Namibia, Republic of

Individual - Tax administration

Last reviewed - 13 December 2019

Taxable period

The tax year of assessments for natural persons runs from 1 March to 28 February.

Tax returns

Namibia has a system of self-assessment, which must include a computation of the taxpayer's taxable income and tax payable, and the payment of tax due on the income so computed.

Husbands and wives submit separate tax returns and are taxed separately.

The income tax return for salaried individuals is due on 30 June and for farmers and business individuals on 30 September.

Payment of tax

Employee’s tax

Pay-as-you-earn (PAYE) tax is withheld from an employee's salary by the employer and must be remitted to the revenue authorities by the 20th day of the month following the payroll deductions. Any individual who earns income in excess of NAD 5,000 that is not subject to PAYE (e.g. interest or profit from trade) is required to register as a provisional taxpayer.

Provisional tax

The first provisional payment for provisional taxpayers is due on/before 30 August (at least 40% of tax payable at year-end is payable with the submission of the first provisional tax return).

The second provisional payment is due on/before 28 February (the first and second provisional payments should amount to at least 80% of tax payable at year-end).

Top-up payment

The final provisional payment is due on 30 June for salaried individuals and 30 September for business and farming individuals.

Withholding tax (WHT)

WHT on dividends is due within 20 days following the month in which the dividend was declared.

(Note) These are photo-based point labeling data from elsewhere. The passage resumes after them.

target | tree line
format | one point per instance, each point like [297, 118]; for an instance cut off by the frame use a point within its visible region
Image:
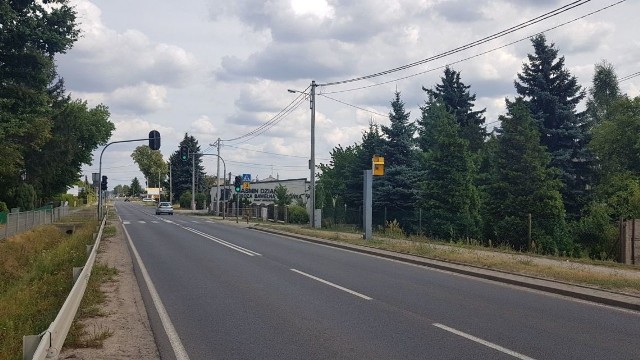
[46, 136]
[550, 178]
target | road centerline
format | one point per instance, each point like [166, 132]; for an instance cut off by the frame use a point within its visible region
[483, 342]
[332, 284]
[222, 242]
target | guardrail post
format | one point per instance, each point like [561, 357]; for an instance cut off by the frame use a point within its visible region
[77, 271]
[29, 346]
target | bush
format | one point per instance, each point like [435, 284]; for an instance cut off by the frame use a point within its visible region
[596, 232]
[298, 214]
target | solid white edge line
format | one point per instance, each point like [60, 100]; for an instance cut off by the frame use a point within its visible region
[332, 284]
[483, 342]
[174, 339]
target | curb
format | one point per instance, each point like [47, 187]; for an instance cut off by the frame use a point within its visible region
[605, 297]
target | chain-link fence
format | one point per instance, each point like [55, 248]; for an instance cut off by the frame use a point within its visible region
[19, 221]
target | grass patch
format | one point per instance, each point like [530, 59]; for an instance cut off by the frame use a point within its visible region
[79, 336]
[35, 279]
[491, 258]
[109, 231]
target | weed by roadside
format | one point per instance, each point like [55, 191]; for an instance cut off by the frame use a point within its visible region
[79, 336]
[36, 269]
[574, 271]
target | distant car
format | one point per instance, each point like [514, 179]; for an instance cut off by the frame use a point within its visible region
[164, 208]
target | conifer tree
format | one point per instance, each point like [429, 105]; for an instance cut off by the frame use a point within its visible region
[604, 92]
[552, 94]
[394, 194]
[459, 101]
[399, 135]
[447, 195]
[182, 170]
[523, 183]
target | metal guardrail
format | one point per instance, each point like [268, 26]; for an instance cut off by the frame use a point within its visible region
[18, 222]
[51, 340]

WHT on royalties is due 20 days after the end of the month during which the said liability is incurred or the said payment is made.

WHT on services is payable to the Receiver of Revenue within 20 days after the end of the month during which the amount was deducted or withheld. It is advised for WHT on services that even if relief is available under a DTA, a nil form should still be submitted when payment is made to non-residents. The amount of DTA relief claimed should be disclosed on the form submitted.

Penalties and interest

The penalties and interest due for late submissions and payments can be summarised as follows:

Tax area Reason Penalty* Interest*
1st provisional tax Late submission NAD 100 per day penalty for outstanding provisional tax returns None
Late payment 10% per month* 20% per annum
Under-estimation 100% of the underestimated amount None
2nd provisional tax Late submission NAD 100 per day penalty for outstanding provisional tax returns None
Late payment 10 per month* 20% per annum
Under-estimation 100% of the underestimated amount None
Income tax return Late submission NAD 300 may be levied None
Late payment 10% one-off 20% per annum**
Omission/incorrect statement Up to 200% None
WHT Late submission None None
Late payment 10% 20%

*  Penalties are levied at 10% per month. Interest is levied at 20% per annum. Both penalties and interest are limited to the amount of taxes outstanding/underpaid.

 ** Applicable when the return was submitted on time but when the payment was late.

Anti-avoidance

Note that the Income Tax Act, Act 24 of 1981, contains an anti-avoidance section, Section 95, which enables the Receiver of Revenue to disregard the implications of a transaction or scheme if it can be proven that:

  • such transaction or scheme had been entered into to avoid or postpone the payment of any duty or levy imposed by the Act
  • such transaction or scheme was entered into or carried out by means or in a manner that would not normally be employed in the entering into or carrying out of a transaction, operation, or scheme of the nature of the transaction, operation, or scheme in question, or has created rights or obligations that would not normally be created between persons dealing at arm's length under a transaction, operation, or scheme of nature of the transaction, operation, or scheme in question, and
  • such transaction or scheme was entered into or carried out solely or mainly for the purposes of the avoidance or the postponement of liability for the payment of any tax duty or levy.

The Receiver of Revenue can, at its sole discretion, impose Section 95 on any transaction or scheme, which will place the onus on the taxpayer to prove that any/all of the requirements noted above will not be applicable to the transaction or scheme.